Saturday

On the taste of water

As age creeps up from behind one becomes more content with simpler things. Water instead of tea or soda, for instance; except that water tastes stronger and more fortifying and more essential. One's morning cup of coffee tastes all the sweeter for being the harbinger of a new day that one is allowed to live and savor the fruits of the earth. The apprehension of the world; the taming of the senses: we learn to cut out what is no longer necessary. Over the years, we learn. We filter music out of noise, and come to love the most beautiful music of all, that which is found in silence. We learn to cut out the chaos of all that our eyes can see and focus on what is meaningful to us, that which we can paint, or frame in the rectangle of the viewfinder. We eat no longer to devour the world but to delight in the flavors and scents that set our heart beating with the language that it speaks, and the tapestry of memories it invokes. We breathe, we remember, and we teach. We pass on the arguments and the answers, the craft and skill that has become embodied in flesh and muscle and movement. And blind ambition and desperation and seeking give way to allowing things to be, and telescoping outwards from the individuality of selfhood to being part of mankind, and being content in the knowledge that if meaning is not found this this generation, perhaps we will come a little closer to it in the next. With this one must be content.

Tuesday

The Last Days of Kodachrome


There's some wonderful stuff going on in the world of photography. The unremarkable announcements at the latest photo trade show have begun to hint at the technological development in the realm of digital photography having reached a plateau: Canon and Nikon are so head-to-head that it would be foolish of them to hold back any new R&D in the hope of making customers upgrade, so I believe the cameras we are seeing are the height of the technology as it exists at present. Meanwhile, rumors of the death of film have been greatly exaggerated: if it is a death it is a slow one, and there's plenty of room in my fridge to stockpile enough to keep me going for some time. And more and more photographers who have dropped money on digital are talking, at least on forums, of a return to film. There are no new emulsions emerging (except for color negative, where Kodak is still continuing development for the movie market), and there have been a few lamented deaths, but Ilford, Kodak, Agfa, and the new niche players like Efke and Adox have decided on a stable of favorites to continue. And a few that I thought were dead are surprisngly still going: Kodachrome, which I wished a fond farewell when Kodak closed down the lab at Lausanne, still has some stock going around (most of it expiring in September of this year) and Dwayne's Photo in Kansas is still processing K-14. Kodak has declined petitions to continue making the film, so buying and using it won't change their minds. But out of nostalgia, out of respect, out of sheer obstinacy, and out of sheer love, it behooves us all who used and appreciated this film, which was somehow true to life and exuberant in its interpretation of color (a combination that cannot be approximated by Provia, no matter what anyone says), to shoot the last few rolls and not let them expire be binned to history.
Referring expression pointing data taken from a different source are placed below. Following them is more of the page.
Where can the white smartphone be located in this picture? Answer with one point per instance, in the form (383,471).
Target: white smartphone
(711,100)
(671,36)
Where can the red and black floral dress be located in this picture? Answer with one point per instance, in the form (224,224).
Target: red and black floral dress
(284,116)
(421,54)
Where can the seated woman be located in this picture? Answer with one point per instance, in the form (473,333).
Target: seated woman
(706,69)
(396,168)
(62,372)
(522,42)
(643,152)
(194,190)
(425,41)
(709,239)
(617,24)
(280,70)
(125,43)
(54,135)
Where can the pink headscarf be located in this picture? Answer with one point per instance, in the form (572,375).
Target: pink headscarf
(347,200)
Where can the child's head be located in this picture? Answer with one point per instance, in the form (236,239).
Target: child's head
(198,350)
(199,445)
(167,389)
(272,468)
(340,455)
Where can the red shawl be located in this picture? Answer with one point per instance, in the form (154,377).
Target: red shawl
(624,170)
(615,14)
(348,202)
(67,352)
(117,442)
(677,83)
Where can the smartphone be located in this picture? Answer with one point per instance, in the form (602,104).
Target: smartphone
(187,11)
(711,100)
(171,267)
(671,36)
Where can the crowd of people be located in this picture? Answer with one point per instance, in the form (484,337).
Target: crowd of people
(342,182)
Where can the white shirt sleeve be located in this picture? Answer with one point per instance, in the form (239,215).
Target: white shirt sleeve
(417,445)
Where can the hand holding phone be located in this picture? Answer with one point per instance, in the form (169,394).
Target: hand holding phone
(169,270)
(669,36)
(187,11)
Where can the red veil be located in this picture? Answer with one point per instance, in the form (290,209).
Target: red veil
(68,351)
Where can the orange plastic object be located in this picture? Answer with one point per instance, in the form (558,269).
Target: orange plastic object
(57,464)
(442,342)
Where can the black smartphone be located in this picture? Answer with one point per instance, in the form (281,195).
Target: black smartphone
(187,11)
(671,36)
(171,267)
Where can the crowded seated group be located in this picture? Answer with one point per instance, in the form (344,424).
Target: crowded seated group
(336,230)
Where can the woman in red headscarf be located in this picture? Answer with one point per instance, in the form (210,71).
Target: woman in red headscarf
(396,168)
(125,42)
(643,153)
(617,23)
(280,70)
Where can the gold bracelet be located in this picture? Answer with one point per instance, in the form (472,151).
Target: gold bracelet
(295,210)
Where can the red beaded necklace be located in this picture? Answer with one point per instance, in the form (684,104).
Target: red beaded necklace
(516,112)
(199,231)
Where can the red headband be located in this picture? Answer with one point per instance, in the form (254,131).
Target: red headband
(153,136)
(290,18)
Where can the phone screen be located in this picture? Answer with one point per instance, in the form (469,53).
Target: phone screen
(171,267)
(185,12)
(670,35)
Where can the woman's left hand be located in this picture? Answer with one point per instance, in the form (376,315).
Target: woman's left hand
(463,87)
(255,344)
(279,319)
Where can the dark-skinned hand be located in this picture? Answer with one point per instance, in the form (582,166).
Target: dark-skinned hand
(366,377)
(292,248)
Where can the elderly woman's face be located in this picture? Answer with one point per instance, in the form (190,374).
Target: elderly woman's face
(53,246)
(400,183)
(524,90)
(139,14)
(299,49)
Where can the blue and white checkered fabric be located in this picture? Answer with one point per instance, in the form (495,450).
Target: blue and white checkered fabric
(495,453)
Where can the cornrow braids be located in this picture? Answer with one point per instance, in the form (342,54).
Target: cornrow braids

And how much longer will Minox make Minopan and Minocolor in those wonderful little cartridges? I recently discovered that the film is still available, and processing still being done in Germany. I promptly bought a cheap Minox B off eBay and am experimenting with my first roll of 8x11. I was recently on the receiving end of some not very pleasant behavior when took a bit too long find a focus point with the Leica down at Farringdon, but no one is threatened by a Minox. At the worst they think you're rubbing your eyes with a harmonica.

Spring is here and the daffodils are out, and in the sunlight even the most mundane things are gorgeous and textured and contrasty. If this isn't a time for Kodachrome, I don't know when it is. Between now and September I'm planning to shoot as much as I can on this film, and see through the eyes of this film: a world that's both real and larger than life.